Modelling asset bubbles caused by low interest rates

I have blogged extensively about the classic dilemma facing central bankers as they face an inflating bubble - whether to ex-ante take away the punch-bowl as the party gets going or post-facto clea n up after the bubble bursts. The challenge as Joseph Gagnon writes is "how to walk the fine line between easing too little to fight unemployment and easing too much to cause a new and harmful bubble".



Brad DeLong explained the situation with a simple model of a bubble caused by a central bank holding interest rates below its long-run equilibrium so as to boost aggregate demand and thereby fight an economic slowdown. He describes such bubbles as being caused by a "carry trade" (income earned over their cost of borrowing) arising from speculators borrowing at the low short-term interest rate to purchase a long-term asset at a price above its long-run expected value. Despite being aware of the risk of an asset price crash when the central banks reverses its loose money policy, they are confident of timing their exit with their profits before the prices of the long term assets starts declining. The moral hazard arising from the now near certainty of a bailout only adds to their confidence and adventurism about taking deep speculative positions. He writes,

"The more speculators ex ante expect bailouts and the more speculators are impressed with their own cleverness, the more hesitant should the central bank be about providing monetary accommodation. William McChesney Martin said that the job of the Federal Reserve was to take away the punchbowl before the party got rolling. Alan Greenspan thought that as long as there was an Okun gap and no sign of inflation the Federal Reserve should spike the punchbowl with the grain alcohol of low interest rates because it could, if necessary, serve as designated driver to get everybody home safely. In this finger exercise it is William McChesney Martin who is right. And how right he is depends on the vulnerability of the market—on speculators’ expectations of rescue (the 'Greenspan put') and on speculators’ confidence in their own expertise."


Joe Gagnon feels that the De Long model overstates the welfare costs of bursting bubbles by assuming that "all declines in long-term asset prices are costly even if they are not associated with bubble-like behavior" and by ignoring "the role of unleveraged or partially leveraged investors". He feels that in the process the model places an excessive importance on the role of monetary policy without consideration for other critically important factors like leverage. He therefore differs with De Long's assumption that apart from the cost of any bailouts, the welfare cost of a bursting bubble is an "amount proportional to the squared losses of the investors" and points attention to the important role played by leverage. He writes,

"This welfare cost, however, implicitly assumes that investors are fully leveraged and thus are forced to default on their short-term loans whenever long-term asset prices fall, even when there is no bubble. This feature of the model is clearly unrealistic... In a world of unleveraged (or lightly leveraged) investors, falling asset prices would not bankrupt anyone and thus would not raise fears of bankruptcy. In such a world, there are no welfare costs of a bursting bubble, at least as long as the central bank acts nimbly to keep the economy on track. It is true that investors suffer a decline in wealth, but only from a level that was not fundamentally correct to begin with."

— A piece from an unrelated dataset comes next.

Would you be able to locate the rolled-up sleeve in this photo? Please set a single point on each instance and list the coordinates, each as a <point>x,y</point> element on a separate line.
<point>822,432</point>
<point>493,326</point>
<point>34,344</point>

Coming to the present, given the strong and bitter memory of the events of recent past, he feels that strong leverage driven increases in asset prices are not likely now. He therefore argues in favor of monetary policy actions to support and even increase the prices of long-term assets now to speed economic recovery and avoid deflation. He also feels that the possibility of a sustained low interest rate driven bubble in commodities is remote due to problems in storability, and points to the sharp rise and decline of oil prices in 2008 as an example of this.

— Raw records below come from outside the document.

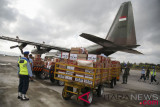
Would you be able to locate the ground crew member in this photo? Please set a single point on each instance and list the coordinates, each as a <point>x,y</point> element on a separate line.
<point>125,74</point>
<point>153,76</point>
<point>24,72</point>
<point>142,74</point>
<point>19,58</point>
<point>147,74</point>
<point>31,63</point>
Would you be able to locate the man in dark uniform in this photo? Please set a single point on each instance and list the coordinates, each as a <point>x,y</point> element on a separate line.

However, there is increasing evidence to the contrary that such optimism about any salutary effects of the Great Recession (on investors and bankers) may be misplaced and that the age of leverage may be far from over.

About the fundamental lesson from the recent crisis, he writes,

"The global financial crisis demonstrates the need for reforms to greatly reduce the leverage of financial institutions and to make that leverage respond to the credit cycle in a stabilizing manner... linking property-related taxes to property prices in order to damp their swings... regulators need to be vigilant in maintaining the process of deleveraging and preventing any new buildup of leveraged asset purchases, including for commodities. In the long run, we need to greatly reduce the degree of leverage in our financial system and it may be a good idea to make leverage respond inversely to asset prices and to put stabilizing mechanisms in the tax system."

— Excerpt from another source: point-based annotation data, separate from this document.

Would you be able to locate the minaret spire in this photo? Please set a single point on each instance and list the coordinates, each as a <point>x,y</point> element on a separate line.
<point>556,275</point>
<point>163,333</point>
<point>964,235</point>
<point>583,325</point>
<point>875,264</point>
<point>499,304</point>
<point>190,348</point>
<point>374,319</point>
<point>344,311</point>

The more relevant lesson from Gagnon is that when the leverage is minimal, as was the case when the technology bubble of 2000 burst with no apparent ill effects, loose monetary policy may be an option.

However, more fundamentally, it cannot be denied that the moral hazard arising from the inevitability of bailouts (one which has been amplified many times over by the very open willingness of governments to bailout the fnancial markets and the TBTF actors) will always incentivize financial institutions and players to over-leverage and run up unsustainably high risks. The need for stricter and automatically kicking in regulatory policies to control the build-up of leverage assumes greater significance.